Here are six quick exercises
1. How many smaller words can you create out of the word 'encyclopaedia'?
2. How many uses can you think of for a flowerpot?
3. Imagine the building you are sitting in right now, but upside down. How would you get from the top to the bottom? What would happen to the cupboards? How would you get in?
4. How many times today have you made a creative decision?
5. Consider the following items: a metal bedstead, a broken coat-hanger, three bottles of beer, a fire alarm sounding, a dog barking. What is going on? Whose room is this and what has just happened? Who is there?
6. Go to the dampest place in your home or place of work (this maybe the garage, a deep cupboard, or the basement). Inhale deeply and then imagine what individual elements make up the smell. Try to list all the constituent parts, and to write them down as quickly as possible.
Feedback on the exercises
The creative mind starts spotting the obvious choices and then developing strategies for how to find more (first letter and second, first letter and third, first letter and fourth etc).
The creative mind will find many alternative uses that are not immediately apparent - as a hat, a stepping stone, a strengthened fist etc. They will also tend to redefine the question, thus asking whether it is a plastic or terracotta one, and of what size?
The creative mind will not be put off by the apparent illogicality of the scenario suggested and will work away at coming to understand the new arrangements. It will also spot some interesting side effects (the white ceilings would quickly get dirty as people walked on them).
Whereas the initial response may be not even once; the creative mind will look for opportunities for choice where some creativity was exercised such as what to wear, which mug to choose for a drink, how to arrange toast on a plate and what kind of route to take to work.

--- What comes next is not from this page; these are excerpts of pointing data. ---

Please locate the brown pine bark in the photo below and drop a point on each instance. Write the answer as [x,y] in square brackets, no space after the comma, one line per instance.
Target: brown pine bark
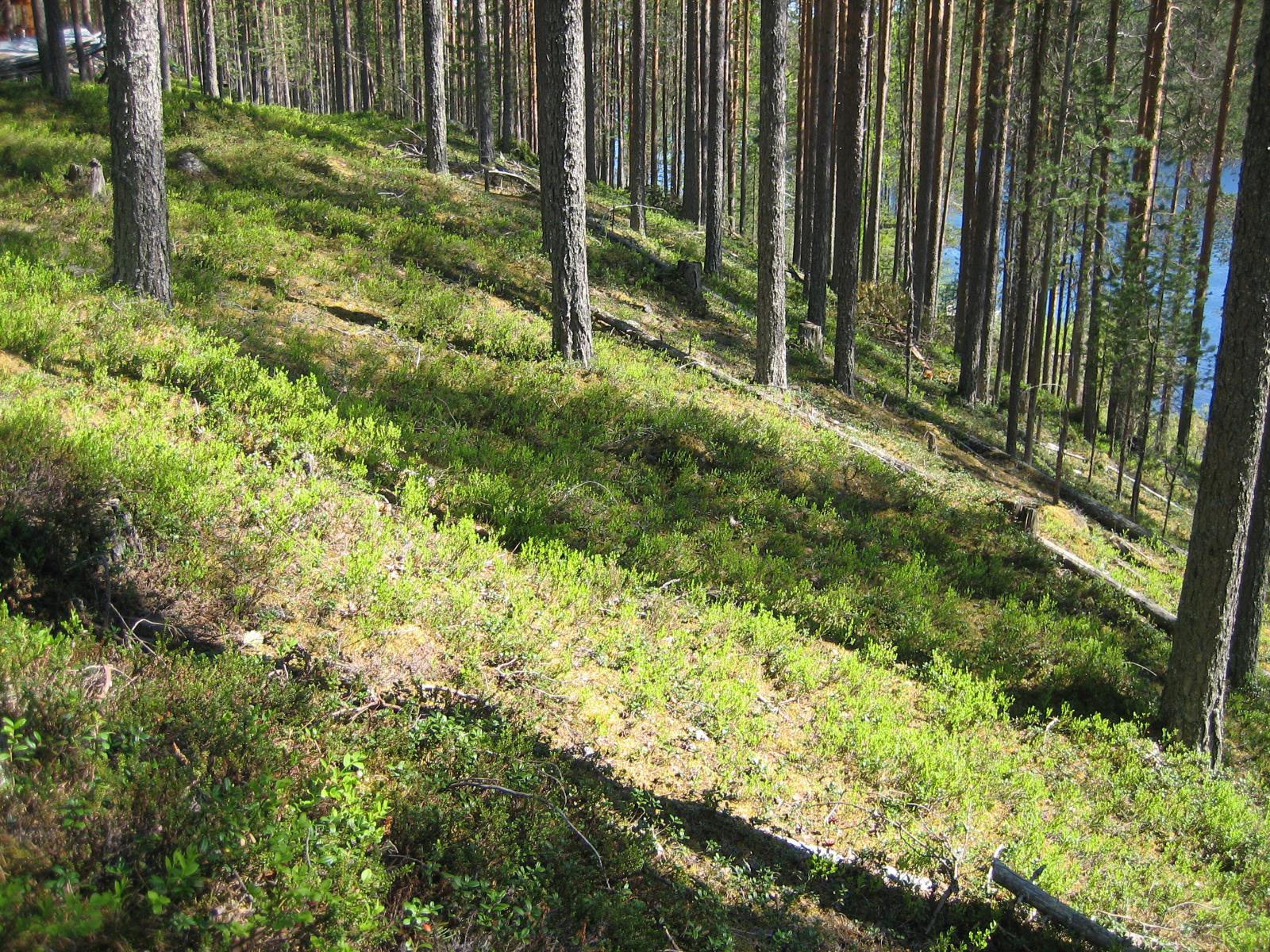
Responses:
[558,29]
[1206,249]
[774,29]
[638,117]
[435,84]
[140,235]
[852,83]
[717,145]
[1195,685]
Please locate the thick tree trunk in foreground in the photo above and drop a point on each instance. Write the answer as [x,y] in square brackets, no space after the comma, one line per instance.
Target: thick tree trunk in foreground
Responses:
[141,245]
[852,84]
[484,113]
[692,70]
[435,84]
[774,31]
[1194,700]
[718,145]
[638,146]
[1206,248]
[562,144]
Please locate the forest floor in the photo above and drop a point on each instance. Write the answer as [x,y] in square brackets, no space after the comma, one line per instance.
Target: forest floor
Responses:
[308,571]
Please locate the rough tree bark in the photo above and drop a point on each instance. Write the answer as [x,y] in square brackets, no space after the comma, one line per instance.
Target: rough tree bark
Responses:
[484,112]
[774,32]
[638,118]
[435,84]
[1206,248]
[563,152]
[852,86]
[140,235]
[717,183]
[1195,685]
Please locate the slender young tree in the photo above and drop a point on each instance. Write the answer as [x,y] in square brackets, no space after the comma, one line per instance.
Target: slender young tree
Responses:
[563,152]
[852,86]
[484,111]
[774,32]
[1195,685]
[718,145]
[135,101]
[435,84]
[1206,249]
[638,118]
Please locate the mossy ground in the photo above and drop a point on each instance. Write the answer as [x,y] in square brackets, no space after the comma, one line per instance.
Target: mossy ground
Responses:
[348,451]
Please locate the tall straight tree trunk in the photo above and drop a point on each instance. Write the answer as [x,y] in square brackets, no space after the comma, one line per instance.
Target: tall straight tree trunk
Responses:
[484,108]
[873,217]
[59,63]
[1092,357]
[562,144]
[821,162]
[638,118]
[969,167]
[852,84]
[979,257]
[1024,302]
[774,31]
[508,84]
[1195,685]
[1206,248]
[435,84]
[140,238]
[692,73]
[717,183]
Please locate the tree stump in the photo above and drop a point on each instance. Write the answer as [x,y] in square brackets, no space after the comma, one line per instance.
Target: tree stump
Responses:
[810,338]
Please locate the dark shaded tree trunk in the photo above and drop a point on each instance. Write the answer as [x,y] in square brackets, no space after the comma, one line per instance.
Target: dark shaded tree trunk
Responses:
[717,183]
[979,257]
[821,162]
[692,70]
[484,111]
[852,84]
[1195,685]
[435,84]
[1206,249]
[135,98]
[774,32]
[562,101]
[638,118]
[873,217]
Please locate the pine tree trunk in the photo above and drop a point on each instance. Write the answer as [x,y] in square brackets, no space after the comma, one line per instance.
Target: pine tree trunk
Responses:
[140,236]
[821,162]
[772,55]
[852,84]
[59,63]
[484,112]
[638,120]
[873,217]
[1195,685]
[1206,249]
[562,125]
[692,73]
[979,259]
[435,84]
[717,184]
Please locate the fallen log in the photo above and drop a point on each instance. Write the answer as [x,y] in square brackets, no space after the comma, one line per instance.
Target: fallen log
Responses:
[1057,911]
[1160,616]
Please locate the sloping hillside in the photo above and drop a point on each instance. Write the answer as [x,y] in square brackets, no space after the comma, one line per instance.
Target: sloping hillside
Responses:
[372,622]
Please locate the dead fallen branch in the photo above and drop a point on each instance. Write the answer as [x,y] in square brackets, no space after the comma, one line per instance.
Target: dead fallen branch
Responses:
[1160,616]
[1064,914]
[480,784]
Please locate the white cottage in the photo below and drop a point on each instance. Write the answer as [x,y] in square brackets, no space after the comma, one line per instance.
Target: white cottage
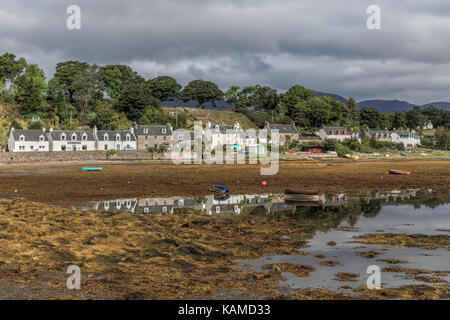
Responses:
[72,140]
[28,140]
[115,139]
[408,138]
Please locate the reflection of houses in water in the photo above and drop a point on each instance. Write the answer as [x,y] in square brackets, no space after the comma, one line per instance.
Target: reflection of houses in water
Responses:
[395,195]
[336,200]
[164,205]
[117,205]
[233,203]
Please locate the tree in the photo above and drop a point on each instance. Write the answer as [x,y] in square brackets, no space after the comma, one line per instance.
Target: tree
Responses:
[10,68]
[164,87]
[134,100]
[353,109]
[87,87]
[201,91]
[400,120]
[67,72]
[370,117]
[442,137]
[117,77]
[31,88]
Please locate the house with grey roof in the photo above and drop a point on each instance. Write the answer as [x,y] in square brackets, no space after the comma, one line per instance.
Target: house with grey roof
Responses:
[336,133]
[285,132]
[380,135]
[410,139]
[153,136]
[115,139]
[28,140]
[65,140]
[223,135]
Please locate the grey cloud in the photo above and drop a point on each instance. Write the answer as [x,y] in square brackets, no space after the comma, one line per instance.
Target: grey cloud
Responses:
[324,44]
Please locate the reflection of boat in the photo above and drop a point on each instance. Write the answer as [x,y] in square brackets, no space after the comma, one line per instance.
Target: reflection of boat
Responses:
[399,172]
[220,189]
[349,156]
[302,196]
[92,169]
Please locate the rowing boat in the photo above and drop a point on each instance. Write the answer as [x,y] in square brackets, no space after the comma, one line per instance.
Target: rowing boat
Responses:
[91,169]
[407,173]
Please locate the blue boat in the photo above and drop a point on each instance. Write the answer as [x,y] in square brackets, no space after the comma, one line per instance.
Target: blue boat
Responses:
[220,189]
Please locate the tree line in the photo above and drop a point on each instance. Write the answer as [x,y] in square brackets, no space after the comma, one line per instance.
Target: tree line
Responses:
[113,96]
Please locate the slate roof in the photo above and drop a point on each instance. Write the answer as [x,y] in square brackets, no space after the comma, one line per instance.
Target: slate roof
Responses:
[112,135]
[154,130]
[283,128]
[328,130]
[56,135]
[30,135]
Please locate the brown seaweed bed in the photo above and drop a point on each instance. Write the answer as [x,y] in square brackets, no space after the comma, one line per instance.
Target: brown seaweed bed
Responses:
[124,255]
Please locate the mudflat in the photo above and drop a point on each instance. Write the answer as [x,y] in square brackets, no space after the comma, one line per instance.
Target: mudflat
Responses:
[67,184]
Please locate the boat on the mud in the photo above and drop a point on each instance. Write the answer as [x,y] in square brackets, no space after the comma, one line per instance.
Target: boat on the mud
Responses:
[302,195]
[349,156]
[91,169]
[219,188]
[407,173]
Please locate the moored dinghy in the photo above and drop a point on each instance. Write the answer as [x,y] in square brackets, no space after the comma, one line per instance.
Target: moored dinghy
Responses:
[92,169]
[407,173]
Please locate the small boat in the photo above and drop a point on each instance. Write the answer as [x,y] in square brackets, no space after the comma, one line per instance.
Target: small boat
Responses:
[221,198]
[220,189]
[407,173]
[302,195]
[91,169]
[349,156]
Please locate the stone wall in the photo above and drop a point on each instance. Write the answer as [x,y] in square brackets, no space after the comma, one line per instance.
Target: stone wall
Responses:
[79,156]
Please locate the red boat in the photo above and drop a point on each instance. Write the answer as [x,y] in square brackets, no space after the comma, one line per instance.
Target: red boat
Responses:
[407,173]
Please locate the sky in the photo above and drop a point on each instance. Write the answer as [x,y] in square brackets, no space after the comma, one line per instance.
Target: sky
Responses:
[324,45]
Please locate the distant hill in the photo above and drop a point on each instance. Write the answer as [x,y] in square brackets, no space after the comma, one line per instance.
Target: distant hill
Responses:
[387,105]
[380,105]
[335,96]
[440,105]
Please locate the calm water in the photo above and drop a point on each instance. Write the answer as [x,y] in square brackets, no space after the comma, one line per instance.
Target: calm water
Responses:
[335,217]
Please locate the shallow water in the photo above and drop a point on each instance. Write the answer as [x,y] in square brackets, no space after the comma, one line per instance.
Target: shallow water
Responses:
[336,217]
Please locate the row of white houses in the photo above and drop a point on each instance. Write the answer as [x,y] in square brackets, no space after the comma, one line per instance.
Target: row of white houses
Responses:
[63,140]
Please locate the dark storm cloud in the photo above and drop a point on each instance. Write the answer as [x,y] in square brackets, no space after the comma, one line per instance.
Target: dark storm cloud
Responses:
[321,44]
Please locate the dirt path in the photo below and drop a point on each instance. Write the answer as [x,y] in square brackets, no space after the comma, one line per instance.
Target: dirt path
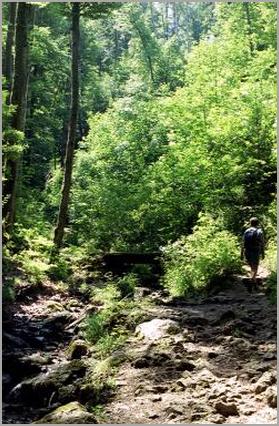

The creative mind relishes this kind of challenge, will engage and come up with a response to how these disparate items are connected. What is more, their imagined union will quickly seem so real that the individual will come to believe the linkage really happened.
Our sense of smell is often much more acute than we realise; most of us take it for granted. And if you concentrate and write quickly, accessing a flow of consciousness, you will probably be surprised at how much emerges from casual observation.
In response to all these exercises, the creative mind will go on working on the problems set, whether consciously or subconsciously, long after the time frame has elapsed.